La Tragedia Endogonidia associe deux termes antithétiques. D’une part, « Endogonidia » fait
allusion aux êtres vivants simples, qui intègrent en leur sein la coexistence des gonades, qui
permettent de se reproduire à l’infini, suivant un principe effectif d’immortalité qui exige, toutefois, un dédoublement continu de soi. De l’autre, « Tragedia » suppose la mort (du héros), qui
depuis toujours fait partie intégrante de chaque présence de vie.

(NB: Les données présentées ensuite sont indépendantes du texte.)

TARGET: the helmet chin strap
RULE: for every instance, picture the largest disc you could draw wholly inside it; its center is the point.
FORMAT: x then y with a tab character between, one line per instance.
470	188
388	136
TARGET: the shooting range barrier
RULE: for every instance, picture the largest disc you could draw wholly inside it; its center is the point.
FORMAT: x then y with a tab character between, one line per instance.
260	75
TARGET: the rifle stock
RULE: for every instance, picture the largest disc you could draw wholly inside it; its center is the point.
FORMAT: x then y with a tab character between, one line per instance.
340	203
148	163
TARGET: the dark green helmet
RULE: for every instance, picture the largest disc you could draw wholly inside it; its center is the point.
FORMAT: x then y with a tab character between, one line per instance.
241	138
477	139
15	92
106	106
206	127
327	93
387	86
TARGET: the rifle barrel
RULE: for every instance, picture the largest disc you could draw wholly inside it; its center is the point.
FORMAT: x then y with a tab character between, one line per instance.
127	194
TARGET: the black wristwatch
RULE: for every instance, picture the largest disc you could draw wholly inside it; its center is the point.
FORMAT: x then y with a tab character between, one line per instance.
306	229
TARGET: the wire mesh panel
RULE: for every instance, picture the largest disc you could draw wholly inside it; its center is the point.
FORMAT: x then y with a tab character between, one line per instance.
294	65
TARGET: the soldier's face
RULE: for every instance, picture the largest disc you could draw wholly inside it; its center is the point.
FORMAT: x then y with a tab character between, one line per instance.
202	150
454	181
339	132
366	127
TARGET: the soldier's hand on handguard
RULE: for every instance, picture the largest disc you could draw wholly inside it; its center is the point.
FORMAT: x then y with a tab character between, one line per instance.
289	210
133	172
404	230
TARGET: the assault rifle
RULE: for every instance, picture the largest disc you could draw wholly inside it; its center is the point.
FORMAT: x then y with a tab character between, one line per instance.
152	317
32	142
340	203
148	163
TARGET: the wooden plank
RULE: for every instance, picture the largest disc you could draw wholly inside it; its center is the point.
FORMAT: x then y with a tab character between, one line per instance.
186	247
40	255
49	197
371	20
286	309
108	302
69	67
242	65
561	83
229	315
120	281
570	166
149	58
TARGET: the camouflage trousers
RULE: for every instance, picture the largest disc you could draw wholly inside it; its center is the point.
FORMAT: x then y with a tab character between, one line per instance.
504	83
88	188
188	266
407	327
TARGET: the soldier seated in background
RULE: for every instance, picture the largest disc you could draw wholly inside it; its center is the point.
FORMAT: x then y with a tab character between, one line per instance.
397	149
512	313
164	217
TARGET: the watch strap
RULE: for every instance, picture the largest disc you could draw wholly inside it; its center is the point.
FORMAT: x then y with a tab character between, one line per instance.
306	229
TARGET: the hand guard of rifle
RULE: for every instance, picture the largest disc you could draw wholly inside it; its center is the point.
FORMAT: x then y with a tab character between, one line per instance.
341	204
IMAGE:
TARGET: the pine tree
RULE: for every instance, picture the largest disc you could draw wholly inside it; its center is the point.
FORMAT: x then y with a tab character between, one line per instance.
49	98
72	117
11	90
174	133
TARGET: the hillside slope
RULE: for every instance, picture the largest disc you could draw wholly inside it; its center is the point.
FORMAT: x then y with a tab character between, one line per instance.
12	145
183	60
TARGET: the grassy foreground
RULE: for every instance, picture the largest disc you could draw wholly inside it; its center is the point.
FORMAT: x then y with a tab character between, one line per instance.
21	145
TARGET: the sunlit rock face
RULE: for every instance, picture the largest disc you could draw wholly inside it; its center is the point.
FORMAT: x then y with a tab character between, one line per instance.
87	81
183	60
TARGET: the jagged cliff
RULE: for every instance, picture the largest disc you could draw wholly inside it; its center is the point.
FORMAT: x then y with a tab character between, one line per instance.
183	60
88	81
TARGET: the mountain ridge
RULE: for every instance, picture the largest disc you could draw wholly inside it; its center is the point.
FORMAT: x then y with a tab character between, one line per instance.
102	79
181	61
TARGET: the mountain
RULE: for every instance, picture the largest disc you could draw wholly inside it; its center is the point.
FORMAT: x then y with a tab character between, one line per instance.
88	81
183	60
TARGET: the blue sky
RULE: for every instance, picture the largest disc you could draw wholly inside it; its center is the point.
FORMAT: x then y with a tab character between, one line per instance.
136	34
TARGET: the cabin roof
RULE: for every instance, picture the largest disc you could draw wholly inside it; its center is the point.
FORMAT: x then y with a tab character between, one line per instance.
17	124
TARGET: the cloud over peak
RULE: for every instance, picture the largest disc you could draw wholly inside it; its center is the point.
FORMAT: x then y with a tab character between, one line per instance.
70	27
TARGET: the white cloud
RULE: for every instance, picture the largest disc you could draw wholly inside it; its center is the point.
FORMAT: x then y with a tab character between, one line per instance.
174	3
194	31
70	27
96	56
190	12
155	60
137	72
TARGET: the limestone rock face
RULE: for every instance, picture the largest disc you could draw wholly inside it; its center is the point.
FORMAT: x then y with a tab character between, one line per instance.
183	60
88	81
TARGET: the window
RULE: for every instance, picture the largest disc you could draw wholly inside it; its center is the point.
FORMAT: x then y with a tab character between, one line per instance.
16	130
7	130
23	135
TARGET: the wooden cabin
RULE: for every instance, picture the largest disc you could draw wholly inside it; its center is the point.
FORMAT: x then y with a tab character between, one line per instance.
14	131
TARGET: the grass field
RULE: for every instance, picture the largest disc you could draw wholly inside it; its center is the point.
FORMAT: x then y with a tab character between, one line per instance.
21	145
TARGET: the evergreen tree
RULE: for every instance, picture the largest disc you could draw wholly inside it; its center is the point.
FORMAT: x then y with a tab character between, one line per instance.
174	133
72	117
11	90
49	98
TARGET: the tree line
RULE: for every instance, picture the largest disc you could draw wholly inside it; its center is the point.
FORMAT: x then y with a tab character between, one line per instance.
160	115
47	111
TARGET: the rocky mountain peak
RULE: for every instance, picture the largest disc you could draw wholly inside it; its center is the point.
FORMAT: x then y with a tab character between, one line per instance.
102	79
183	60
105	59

Dans la Grèce antique, les Episodes étaient les parties de la tragédie qui ne représentaient que
les faits, sans commentaires (qui à l’époque étaient assurés par le Chœur). Dans le cas présent,
nous avons imaginé une tragédie sans Chœur, sans discours ni explications. Les Episodes sont
les faits mêmes, qui, dans l’Antiquité, représentaient des actions exemplaires, réalisées par des
héros. Ici, les Episodes ne puisent leur inspiration à aucun mythe reconnaissable. L’histoire et
le passé entrent en scène à travers des relations énigmatiques, sans la garantie exégétique
d’un précédent qui fasse autorité. Nous sommes confrontés à un nouveau début, où tout doit
encore être inventé de manière cohérente. Les Episodes sont souvent peuplés de figures de
base qui se répètent ; des thèmes et des concepts de la tragédie qui alimentent la prise de
conscience du spectateur en tant que tel.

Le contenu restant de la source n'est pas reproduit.